UF researchers develop new CRISPR-based tool for cancer diagnosis
A team of University of Florida researchers has developed a promising new CRISPR-powered method for noninvasive blood tests that could help clinicians diagnose cancer at earlier stages.
The team demonstrated that their strategy is as effective as the widely used reverse transcription quantitative polymerase chain reaction, or RT-qPCR, assays for cancer diagnosis and could be paired with a simple portable device for point-of-care clinical testing.
The research, led by Yong Zeng, Ph.D., an associate professor in the department of chemistry, an affiliate faculty member in the J. Crayton Pruitt Family department of biomedical engineering and a UF Health Cancer Center member, was published on April 27 in Nature Biomedical Engineering.
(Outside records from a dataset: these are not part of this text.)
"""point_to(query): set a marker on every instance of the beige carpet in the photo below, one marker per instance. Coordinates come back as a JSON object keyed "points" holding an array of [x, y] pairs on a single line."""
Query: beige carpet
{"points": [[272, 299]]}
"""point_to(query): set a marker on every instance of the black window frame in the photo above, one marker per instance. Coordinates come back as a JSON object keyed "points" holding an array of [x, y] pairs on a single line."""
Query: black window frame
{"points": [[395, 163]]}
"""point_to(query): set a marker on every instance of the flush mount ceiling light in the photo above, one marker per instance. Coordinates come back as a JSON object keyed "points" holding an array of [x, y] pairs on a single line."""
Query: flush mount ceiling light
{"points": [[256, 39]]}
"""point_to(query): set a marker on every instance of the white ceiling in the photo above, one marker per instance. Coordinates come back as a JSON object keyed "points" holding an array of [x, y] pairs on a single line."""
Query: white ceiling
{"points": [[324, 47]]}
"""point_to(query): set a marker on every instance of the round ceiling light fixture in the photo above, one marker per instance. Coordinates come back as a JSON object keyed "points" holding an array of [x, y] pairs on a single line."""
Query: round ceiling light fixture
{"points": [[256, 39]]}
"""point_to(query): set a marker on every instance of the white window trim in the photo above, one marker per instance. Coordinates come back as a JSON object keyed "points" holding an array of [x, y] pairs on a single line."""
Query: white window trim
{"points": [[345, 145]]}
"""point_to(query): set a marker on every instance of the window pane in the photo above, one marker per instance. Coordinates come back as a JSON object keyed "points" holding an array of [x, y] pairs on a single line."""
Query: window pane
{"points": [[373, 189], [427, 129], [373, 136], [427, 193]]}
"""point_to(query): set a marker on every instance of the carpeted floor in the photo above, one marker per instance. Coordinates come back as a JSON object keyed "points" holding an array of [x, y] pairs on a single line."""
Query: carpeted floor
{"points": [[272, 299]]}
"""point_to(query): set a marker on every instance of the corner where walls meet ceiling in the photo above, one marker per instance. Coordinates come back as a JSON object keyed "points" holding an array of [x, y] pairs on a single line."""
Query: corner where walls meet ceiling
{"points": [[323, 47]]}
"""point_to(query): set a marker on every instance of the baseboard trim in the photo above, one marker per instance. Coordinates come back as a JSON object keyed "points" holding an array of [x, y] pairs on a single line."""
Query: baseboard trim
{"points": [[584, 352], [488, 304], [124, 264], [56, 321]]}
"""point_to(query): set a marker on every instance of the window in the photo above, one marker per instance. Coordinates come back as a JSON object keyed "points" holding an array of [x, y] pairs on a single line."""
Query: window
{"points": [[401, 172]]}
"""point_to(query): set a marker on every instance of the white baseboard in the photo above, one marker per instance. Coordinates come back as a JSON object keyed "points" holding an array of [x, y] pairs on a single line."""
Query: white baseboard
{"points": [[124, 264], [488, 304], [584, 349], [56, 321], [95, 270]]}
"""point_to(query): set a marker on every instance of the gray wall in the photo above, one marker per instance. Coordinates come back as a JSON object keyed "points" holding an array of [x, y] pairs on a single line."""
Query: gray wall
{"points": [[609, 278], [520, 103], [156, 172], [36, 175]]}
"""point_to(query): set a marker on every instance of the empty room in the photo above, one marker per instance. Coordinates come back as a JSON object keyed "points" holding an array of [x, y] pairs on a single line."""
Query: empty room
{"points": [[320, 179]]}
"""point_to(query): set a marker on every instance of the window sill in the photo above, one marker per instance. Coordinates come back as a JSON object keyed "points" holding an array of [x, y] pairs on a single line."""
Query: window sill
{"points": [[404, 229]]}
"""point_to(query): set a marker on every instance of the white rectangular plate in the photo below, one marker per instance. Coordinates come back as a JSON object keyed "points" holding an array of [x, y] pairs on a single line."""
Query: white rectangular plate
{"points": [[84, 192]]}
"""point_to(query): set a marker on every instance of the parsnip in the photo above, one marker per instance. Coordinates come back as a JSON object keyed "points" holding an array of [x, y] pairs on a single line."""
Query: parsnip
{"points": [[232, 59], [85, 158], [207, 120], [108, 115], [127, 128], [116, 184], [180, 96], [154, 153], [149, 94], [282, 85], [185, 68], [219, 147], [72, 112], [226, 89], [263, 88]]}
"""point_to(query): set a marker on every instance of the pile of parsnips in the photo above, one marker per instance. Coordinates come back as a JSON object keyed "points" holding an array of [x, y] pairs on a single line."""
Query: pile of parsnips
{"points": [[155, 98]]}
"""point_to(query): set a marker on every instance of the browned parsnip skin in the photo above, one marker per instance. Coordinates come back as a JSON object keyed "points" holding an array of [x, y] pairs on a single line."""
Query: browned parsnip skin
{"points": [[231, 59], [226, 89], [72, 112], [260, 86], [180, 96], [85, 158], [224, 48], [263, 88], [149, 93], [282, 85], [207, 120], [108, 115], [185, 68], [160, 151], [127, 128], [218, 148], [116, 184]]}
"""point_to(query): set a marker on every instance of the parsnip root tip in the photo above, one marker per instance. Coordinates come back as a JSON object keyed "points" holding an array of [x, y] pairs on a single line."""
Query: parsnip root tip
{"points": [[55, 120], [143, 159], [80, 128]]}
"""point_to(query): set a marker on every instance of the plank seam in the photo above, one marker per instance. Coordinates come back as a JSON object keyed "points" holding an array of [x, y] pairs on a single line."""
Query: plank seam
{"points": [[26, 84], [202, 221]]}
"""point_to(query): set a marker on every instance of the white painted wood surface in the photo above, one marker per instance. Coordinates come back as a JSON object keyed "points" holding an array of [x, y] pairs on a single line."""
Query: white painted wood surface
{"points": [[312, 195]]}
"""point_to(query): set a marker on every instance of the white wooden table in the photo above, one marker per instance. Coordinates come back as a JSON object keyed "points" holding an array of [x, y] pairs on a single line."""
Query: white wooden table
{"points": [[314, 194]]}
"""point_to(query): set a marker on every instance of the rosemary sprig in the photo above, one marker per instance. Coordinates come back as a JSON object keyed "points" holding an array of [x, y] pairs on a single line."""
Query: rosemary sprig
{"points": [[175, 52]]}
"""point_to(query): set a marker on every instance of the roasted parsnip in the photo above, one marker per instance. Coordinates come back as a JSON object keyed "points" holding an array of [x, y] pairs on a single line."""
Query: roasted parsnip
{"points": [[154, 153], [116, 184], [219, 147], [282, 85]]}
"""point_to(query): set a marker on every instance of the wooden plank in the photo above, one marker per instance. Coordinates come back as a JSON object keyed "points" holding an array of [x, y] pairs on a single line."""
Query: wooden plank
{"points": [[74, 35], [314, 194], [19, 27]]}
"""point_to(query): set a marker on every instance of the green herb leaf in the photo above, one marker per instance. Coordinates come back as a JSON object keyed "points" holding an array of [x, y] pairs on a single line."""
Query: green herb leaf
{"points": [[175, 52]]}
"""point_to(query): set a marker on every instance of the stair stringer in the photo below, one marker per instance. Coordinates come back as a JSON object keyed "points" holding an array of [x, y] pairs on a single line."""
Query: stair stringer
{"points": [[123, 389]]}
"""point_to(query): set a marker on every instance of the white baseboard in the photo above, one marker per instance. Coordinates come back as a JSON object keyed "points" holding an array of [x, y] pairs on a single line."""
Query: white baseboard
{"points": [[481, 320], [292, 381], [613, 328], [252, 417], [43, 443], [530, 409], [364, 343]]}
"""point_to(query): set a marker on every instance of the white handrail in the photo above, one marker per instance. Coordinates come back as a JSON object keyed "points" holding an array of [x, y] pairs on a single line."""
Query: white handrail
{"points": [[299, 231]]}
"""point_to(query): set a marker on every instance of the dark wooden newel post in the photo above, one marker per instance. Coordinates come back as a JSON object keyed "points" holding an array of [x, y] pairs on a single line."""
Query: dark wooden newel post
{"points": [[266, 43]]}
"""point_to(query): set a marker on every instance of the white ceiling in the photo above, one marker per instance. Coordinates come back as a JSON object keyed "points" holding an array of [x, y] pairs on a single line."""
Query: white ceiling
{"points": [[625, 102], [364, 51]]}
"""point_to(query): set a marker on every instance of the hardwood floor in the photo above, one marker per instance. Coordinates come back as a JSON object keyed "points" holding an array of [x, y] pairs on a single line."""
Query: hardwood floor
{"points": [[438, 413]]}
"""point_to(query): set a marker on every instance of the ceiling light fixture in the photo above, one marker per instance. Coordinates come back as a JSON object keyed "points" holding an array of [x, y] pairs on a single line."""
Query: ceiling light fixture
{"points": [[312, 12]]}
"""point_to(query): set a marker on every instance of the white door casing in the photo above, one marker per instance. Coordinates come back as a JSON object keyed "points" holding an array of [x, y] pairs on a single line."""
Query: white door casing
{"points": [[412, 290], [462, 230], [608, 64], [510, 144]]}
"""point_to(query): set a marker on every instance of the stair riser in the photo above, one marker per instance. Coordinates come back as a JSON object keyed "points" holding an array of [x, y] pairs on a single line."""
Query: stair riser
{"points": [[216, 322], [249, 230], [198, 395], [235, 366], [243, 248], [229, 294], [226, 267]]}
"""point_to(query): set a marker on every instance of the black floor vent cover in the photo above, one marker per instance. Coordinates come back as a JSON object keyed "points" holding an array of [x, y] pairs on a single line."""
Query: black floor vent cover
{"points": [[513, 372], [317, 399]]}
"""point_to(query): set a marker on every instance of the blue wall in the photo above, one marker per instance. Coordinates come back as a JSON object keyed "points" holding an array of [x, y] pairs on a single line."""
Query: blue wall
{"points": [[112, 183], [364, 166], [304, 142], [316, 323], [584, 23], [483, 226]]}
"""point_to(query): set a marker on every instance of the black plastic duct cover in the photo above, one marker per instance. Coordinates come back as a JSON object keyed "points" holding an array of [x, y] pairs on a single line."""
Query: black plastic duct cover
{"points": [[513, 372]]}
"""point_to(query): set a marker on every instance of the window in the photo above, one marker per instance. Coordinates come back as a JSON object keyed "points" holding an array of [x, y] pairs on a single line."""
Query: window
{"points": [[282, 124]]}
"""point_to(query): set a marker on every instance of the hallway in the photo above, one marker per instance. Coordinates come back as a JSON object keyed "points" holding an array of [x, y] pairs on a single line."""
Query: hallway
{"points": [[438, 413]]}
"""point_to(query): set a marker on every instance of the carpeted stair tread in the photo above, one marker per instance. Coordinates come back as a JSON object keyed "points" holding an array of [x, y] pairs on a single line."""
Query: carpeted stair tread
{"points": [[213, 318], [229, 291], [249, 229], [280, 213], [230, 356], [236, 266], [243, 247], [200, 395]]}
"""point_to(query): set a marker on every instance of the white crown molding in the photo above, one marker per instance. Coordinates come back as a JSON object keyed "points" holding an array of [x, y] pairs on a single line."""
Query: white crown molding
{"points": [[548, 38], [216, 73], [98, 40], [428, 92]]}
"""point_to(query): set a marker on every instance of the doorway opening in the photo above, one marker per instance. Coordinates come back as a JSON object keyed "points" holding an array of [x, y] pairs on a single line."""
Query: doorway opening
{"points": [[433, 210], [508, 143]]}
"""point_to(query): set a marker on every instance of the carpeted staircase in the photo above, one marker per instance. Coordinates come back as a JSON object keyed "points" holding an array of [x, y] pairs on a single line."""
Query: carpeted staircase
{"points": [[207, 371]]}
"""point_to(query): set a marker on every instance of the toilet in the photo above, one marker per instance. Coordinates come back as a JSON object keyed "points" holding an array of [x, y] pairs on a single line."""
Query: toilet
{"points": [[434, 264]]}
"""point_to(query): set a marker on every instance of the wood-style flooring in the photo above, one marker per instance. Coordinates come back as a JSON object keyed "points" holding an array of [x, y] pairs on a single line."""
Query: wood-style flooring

The team collaborated with the department of surgery in the UF College of Medicine to collect the samples tested in the study, which was funded by the National Cancer Institute.
The method works by detecting microRNAs, which are small RNA molecules involved in regulating gene expression, in tiny particles circulating in the blood called extracellular vesicles.
MicroRNAs have emerged as promising sources for developing biomarkers of cancerous tumors in human fluids, such as blood. But clinical application has remained limited because of the complexity of microRNAs and the lack of a tool sensitive enough to detect them.